We compare the standalone GA with SOLVE and SOLVE using a normalizing flow VAE on C5 plus the usual objective function, reporting the average results of 100 runs. Figure 7 shows that the standalone GA and original SOLVE find valid solutions with large variance but fail to locate the optimum much of the time. SOLVE with normalizing flow model (denoted as SOLVEfm in Fig. 7) finds valid solutions with high consistency and finds better solutions for the objective with smaller variance.

We can understand how this result is achieved by examining Fig. 8. When using a simple VAE within SOLVE, the VAE fails to learn a good representation for the nine unbalanced and separated data modes for valid solutions (Fig. 8B). The generated data from the simple VAE tries to cover the center of the data, however, it misses some data modes and covers many invalid regions, making this learned representation little different (and potentially inferior) to the original representation. Figure 8C shows the resulting expressed values for the flow-based model. Even though we observe some samples in the invalid regions, the flow-based model is able to cover most modes of the criterion, thus reducing the search space to the valid regions. Figure 8D illustrates how this representation “connects the disconnected” – transforming the discontinuous space into a more connected region, conducive to search.

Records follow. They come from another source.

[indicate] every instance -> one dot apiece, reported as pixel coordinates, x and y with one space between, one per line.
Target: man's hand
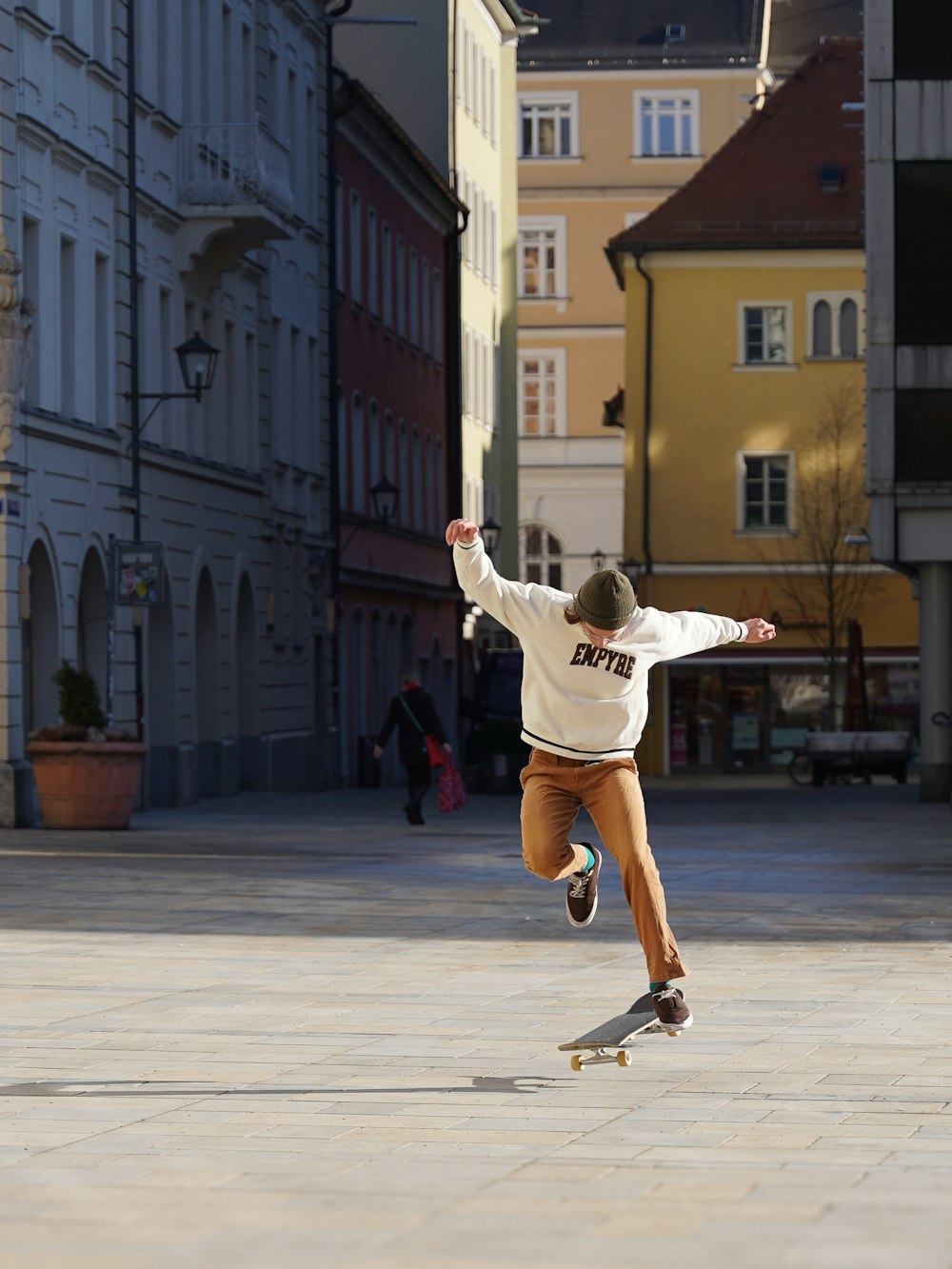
464 532
758 629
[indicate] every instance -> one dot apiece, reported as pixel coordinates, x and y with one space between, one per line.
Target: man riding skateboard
585 704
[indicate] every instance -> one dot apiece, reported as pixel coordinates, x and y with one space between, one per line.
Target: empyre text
612 663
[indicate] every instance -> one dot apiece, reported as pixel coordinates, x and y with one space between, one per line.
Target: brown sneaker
672 1008
582 899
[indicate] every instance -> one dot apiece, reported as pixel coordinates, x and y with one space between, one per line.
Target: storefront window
799 704
697 720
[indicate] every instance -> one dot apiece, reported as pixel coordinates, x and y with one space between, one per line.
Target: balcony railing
228 164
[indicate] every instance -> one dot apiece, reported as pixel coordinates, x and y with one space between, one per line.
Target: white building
909 320
231 241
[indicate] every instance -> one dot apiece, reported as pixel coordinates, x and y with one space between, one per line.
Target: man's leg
418 781
612 796
550 804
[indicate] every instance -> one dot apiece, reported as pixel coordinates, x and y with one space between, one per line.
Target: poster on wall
137 572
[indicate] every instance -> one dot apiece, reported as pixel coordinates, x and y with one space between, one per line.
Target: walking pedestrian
414 716
585 704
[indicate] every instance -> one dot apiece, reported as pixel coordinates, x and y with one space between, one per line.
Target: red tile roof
764 187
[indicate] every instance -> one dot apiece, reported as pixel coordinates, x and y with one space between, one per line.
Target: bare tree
826 582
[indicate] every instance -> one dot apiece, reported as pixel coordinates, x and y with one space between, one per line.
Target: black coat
411 745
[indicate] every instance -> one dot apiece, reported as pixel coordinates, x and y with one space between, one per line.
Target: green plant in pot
87 774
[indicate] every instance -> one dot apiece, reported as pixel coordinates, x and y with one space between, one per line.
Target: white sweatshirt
577 700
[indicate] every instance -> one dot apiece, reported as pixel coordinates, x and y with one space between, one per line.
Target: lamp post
385 496
197 363
489 532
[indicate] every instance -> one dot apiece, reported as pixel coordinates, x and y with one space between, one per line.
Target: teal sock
589 862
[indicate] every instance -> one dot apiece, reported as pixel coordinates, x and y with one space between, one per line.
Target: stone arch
93 620
162 707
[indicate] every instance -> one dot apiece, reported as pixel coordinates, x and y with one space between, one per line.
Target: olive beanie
605 601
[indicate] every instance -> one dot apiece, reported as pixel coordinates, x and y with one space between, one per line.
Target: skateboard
615 1035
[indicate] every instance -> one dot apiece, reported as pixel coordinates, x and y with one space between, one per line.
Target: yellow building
617 108
744 433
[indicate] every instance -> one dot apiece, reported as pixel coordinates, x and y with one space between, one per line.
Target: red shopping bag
451 792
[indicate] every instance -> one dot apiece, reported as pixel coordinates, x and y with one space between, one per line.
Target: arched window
823 328
849 328
429 504
541 556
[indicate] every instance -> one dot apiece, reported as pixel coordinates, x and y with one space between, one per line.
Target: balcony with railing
234 186
234 164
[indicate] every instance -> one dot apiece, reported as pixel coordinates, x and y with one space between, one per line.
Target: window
356 244
833 324
541 258
764 336
548 126
764 492
339 243
414 297
402 288
372 264
665 125
541 556
387 251
541 392
426 327
438 316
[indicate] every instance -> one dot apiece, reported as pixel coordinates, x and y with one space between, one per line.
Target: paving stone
337 1052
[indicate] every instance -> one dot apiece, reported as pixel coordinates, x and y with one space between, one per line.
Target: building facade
449 81
399 422
744 464
909 374
164 174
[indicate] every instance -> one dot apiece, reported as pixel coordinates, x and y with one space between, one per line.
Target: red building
399 457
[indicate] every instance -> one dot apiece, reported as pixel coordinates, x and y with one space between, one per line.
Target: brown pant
554 789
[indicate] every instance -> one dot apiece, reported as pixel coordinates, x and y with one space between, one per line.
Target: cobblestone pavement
292 1031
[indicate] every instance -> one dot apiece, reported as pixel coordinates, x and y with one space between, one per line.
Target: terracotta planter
84 784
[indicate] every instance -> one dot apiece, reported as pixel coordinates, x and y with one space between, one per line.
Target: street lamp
197 362
385 496
489 532
631 568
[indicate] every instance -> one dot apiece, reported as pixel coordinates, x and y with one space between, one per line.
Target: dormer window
832 178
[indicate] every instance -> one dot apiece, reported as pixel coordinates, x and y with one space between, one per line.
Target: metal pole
110 636
133 328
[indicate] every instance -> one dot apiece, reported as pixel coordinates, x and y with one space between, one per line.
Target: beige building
619 107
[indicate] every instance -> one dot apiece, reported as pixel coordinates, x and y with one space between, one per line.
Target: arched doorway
162 730
247 688
41 644
91 621
208 688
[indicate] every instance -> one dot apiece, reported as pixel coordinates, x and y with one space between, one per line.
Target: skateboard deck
607 1043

The advantages of this method still need to be weighed against the generation of datasets, which even when the problem has been simplified by considering just one criteria at a time, requires computation time, see [6] for discussion. A comparison of the quality of SOLVE solutions should also be made with state-of-the-art optimizers.

5 Conclusions

Nature achieved evolution of evolvability in its genetic representations through a computationally expensive process that is infeasible for us to duplicate. Here we have demonstrated a viable alternative: SOLVE, which uses generative machine learning to learn better representations for search. Using this method, not only can we bias the representation so that it focusses mainly on desirable regions of the space according to extra criteria or constraints, but the nature of the Kullback-Leibler (KL) divergence used for regularization within the VAE provides a natural “smoothing” effect on the resulting latent space akin to the notion of evolvability, which can change a discontinuous space into a continuous space enabling highly effective search by the optimizer. We have demonstrated that with zero dimensionality reduction (i.e., using the same number of latent variables as problem variables), SOLVE can map different forms of hard-to-search spaces onto improved latent spaces. These spaces enable even a simple optimizer to achieve substantive performance increases in terms of quality of solution found and effort required to find that solution, as evidenced by the small population sizes and low number of generations required for the GA within SOLVE.

This work used a GA for data generation and optimization and a VAE for representation learning, but other equivalent approaches could be employed within SOLVE. The field of generative machine learning continues to advance at a great pace, so we anticipate that the integration of these newer techniques into optimization for the purposes of generating improved search spaces will be a fruitful area of research going forwards.